1. Vent was wide open, bacon hangning on bacon hangers.

2. Tube was placed in the bottom...the bellies were too long so I had no racks and had to place the tube on the bottom.

3. I did pull the chip loader out a little becasue the tube would not stay lit.

I guess what I learned was there is a such thing as too much smoke.  I will use the external smoker for the jowel bascon.  But how long?


----------



## hopkinsb (Jan 4, 2021)

Oh wow, glad you posted this, I thought you wanted long smoke time on bellies. Good to know


----------



## radioguy (Jan 4, 2021)

I cold smoke my bacon.  Small cabinet smoker.  No heat.  I have an AMPS in a mailbox mode.  I use color to judge the product.  I'll cold smoke for 5-8 hours, then into paper bag and refrigerate.  Some bellies get good mahogany color in 14 hours total.  Some take 24 hours plus.  I have never over smoked or had an acrid taste.

RG


----------



## indaswamp (Jan 4, 2021)

I use dust when cold smoking...thinner blue smoke...cleaner taste...cooler flame. I cold smoke for 32 hours but only at night. 12 hours per night for 4 nights in a row...


----------



## zeekm (Jan 4, 2021)

normanaj said:


> If using pellets yes the tube will produce copious amounts of smoke.Dust will produce much less smoke in the tube and if the tube sits at an angle (front being higher) even thinner smoke.
> 
> But really for cold smoking something like the mailbox mod is ideal.


Where do you get the dust?


----------



## zeekm (Jan 4, 2021)

What a range:  

 Oh wow, 24 hrs? I do my bellies cold also, 2.5 hrs. Sometimes just 2 hrs. That's it. 

 I cold smoke for 32 hours but only at night 

Maybe my issue was not the length of time but quantity of smoke.  Can yuo smoke for less time if using a pellet smoker with pellets as opposed to a pellet smoker with dust?

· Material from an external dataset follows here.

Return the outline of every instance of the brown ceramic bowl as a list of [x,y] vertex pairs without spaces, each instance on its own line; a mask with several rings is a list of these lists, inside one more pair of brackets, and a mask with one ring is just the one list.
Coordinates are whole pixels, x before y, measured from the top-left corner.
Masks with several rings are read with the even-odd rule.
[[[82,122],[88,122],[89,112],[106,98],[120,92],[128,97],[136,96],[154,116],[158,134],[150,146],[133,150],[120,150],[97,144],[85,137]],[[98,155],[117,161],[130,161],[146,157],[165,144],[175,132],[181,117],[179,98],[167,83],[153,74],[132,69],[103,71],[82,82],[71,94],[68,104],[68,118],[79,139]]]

Again, does the size of the smker matter?  

I see the suggestions for mailbox mod....but that doesn't change the amount of smoke the tube smoker makes.....so what's it doing?

I started reading about the mailbox mod....information overload!


----------



## normanaj (Jan 4, 2021)

zeekm said:


> Where do you get the dust?



I take a bunch of pellets and throw them in a blender and few moments later you have dust!


----------



## BigW. (Jan 4, 2021)

You can also add enough water to pellets that they dissolve.  Dry in smoker/oven etc then use in tray.


----------



## chef jimmyj (Jan 4, 2021)

Smoke duration does not really matter with Thin Blue Smoke. There are a couple guys around that smoke bellies, 8 hours a day for 7 days! The Tube puts out A Lot of smoke for a Small 30" MES. Hot smoking, no big deal. There is lots of convection and exhaust moving the thick smoke out. Cold Smoking needs to be a more gentle process, for however long you choose. The Mailbox and long, 3 foot plus, hose connection lets Creosote, black tarry smoke component that gives the acrid flavor,  condense out before the smoke enters the MES. This way, you can smoke as long as you wish, rest overnight between smoke sessions,  and not get Creosote on the bacon. The other option with Tube and Pellets is a bigger well vented smoker or shorter smoke, 8 to 12 hours in the MES. The AMNPS Maze and Dust is great in small smokers...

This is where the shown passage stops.